En juin 2010, le Bourguignon Sébastien Wanke, second maître de 32 ans, se suicide à bord de la frégate La Fayette. Son commandant de bord comparaît le 26 octobre devant la cour d’appel d’Aix pour “harcèlement moral”.
Le maître d’hôtel Sébastien Wanke a vécu un calvaire psychologique qui l’a poussé à mettre fin à ses jours. Ainsi pourrait se résumer le jugement rendu en janvier 2014 par le tribunal de Marseille, sanctionnant le premier cas de harcèlement moral relevé dans la Marine nationale.
Le 26 octobre prochain, l’ancien commandant du La Fayette comparaîtra devant la cour d’appel d’Aix-en-Provence pour tenter de faire annuler cette sanction d’un an de prison avec sursis qui marque désormais l’histoire de la Royale. Car Éric Delepoulle persiste à nier qu’il ait pu par ses agissements être à l’origine du drame. Le 15 juin 2010 au matin, le corps du second-maître originaire de Buxy était découvert pendu dans le coqueron, petit local situé à l’avant de cette frégate furtive où sont entreposées les bouteilles d’alcool.
“Ce qui compte, c’est sa personne, ses étoiles, sa carrière, et il est prêt à passer outre la résistance de ses hommes pour réussir”
“Je n’ai pas le souvenir d’avoir été particulièrement dur et désobligeant à l’égard de Sébastien Wanke”, affirme le pacha du bord aux enquêteurs de la Gendarmerie venus l’interroger. Mais de nombreux témoignages de marins et d’officiers démontrent le contraire. Le médecin du La Fayette décrit ainsi le commandant comme un homme “imbu de sa personne” : “Il se prend pour Dieu à bord, développe-t-il. Ce qui compte, c’est sa personne, ses étoiles, sa carrière, et il est prêt à passer outre la résistance de ses hommes pour réussir.”
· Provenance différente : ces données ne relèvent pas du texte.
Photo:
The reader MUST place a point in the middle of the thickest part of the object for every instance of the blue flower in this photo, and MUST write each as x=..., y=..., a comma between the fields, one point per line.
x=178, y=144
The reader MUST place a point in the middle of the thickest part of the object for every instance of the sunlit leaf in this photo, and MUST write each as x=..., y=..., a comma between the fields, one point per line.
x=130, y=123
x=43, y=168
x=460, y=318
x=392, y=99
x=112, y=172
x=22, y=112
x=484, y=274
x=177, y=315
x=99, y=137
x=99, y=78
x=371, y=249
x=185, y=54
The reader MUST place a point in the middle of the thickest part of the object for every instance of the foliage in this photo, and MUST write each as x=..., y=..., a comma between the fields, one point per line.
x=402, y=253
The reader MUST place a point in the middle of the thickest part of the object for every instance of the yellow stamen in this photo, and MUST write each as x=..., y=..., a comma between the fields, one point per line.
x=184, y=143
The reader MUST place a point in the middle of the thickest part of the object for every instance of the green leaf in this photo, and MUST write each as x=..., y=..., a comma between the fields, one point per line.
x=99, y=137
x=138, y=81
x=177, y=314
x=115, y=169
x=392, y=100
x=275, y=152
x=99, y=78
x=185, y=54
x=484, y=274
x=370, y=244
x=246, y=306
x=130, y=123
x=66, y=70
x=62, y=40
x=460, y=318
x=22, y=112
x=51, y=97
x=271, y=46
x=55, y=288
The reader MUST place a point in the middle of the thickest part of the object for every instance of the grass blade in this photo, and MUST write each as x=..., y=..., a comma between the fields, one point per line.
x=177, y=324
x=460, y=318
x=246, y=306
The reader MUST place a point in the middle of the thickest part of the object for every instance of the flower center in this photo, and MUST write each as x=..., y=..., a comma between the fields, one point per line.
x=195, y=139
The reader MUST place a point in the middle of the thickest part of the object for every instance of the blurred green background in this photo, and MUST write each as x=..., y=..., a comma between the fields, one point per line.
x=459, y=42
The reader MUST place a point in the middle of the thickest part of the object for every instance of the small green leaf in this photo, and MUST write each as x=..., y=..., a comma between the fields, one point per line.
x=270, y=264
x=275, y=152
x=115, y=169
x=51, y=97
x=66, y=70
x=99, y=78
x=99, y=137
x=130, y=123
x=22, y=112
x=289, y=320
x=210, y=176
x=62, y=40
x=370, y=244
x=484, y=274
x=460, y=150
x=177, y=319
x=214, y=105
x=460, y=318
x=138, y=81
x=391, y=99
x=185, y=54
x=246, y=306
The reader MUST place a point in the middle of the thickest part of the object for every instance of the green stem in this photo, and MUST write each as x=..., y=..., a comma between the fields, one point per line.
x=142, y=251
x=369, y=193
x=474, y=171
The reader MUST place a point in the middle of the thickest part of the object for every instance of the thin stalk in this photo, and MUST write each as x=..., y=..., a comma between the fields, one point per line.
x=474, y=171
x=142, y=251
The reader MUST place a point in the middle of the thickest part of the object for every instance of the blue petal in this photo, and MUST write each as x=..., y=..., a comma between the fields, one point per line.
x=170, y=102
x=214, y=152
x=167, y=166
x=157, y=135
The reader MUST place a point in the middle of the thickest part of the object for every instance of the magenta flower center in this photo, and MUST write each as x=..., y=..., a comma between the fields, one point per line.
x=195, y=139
Me Jean-Jacques Rinck défend les intérêts des parties civiles. Pour l’avocat lyonnais, “le commandant usait et abusait aveuglément de son pouvoir absolu de commandant de bord, comme un véritable tyran, tant vis-à-vis de son personnel que de celui qui vit à sa proximité immédiate, son maître d’hôtel”.
L’enquête interne conclura à l’absence de faute de commandement
Le pacha ne semble jamais satisfait, modifie inlassablement les plans de table, multiplie les reproches, s’accroche à de minuscules détails qui pourrissent l’univers de Sébastien. Lequel vit là une sorte de persécution. Une mauvaise notation et une appréciation dévalorisante sur la qualité de son engagement dans le travail achèvent de saper le moral d’un homme fragilisé, provoquant de facto son passage à l’acte.
Pourtant, l’enquête interne menée à la suite des faits conclura à l’absence de faute de commandement pouvant avoir un lien de cause à effet avec le décès du second maître. La volonté d’excellence du commandant Delepoulle et son “légitime niveau d’exigence” sont même loués par ses supérieurs. La justice n’a manifestement pas jusqu’ici la même vision du dossier.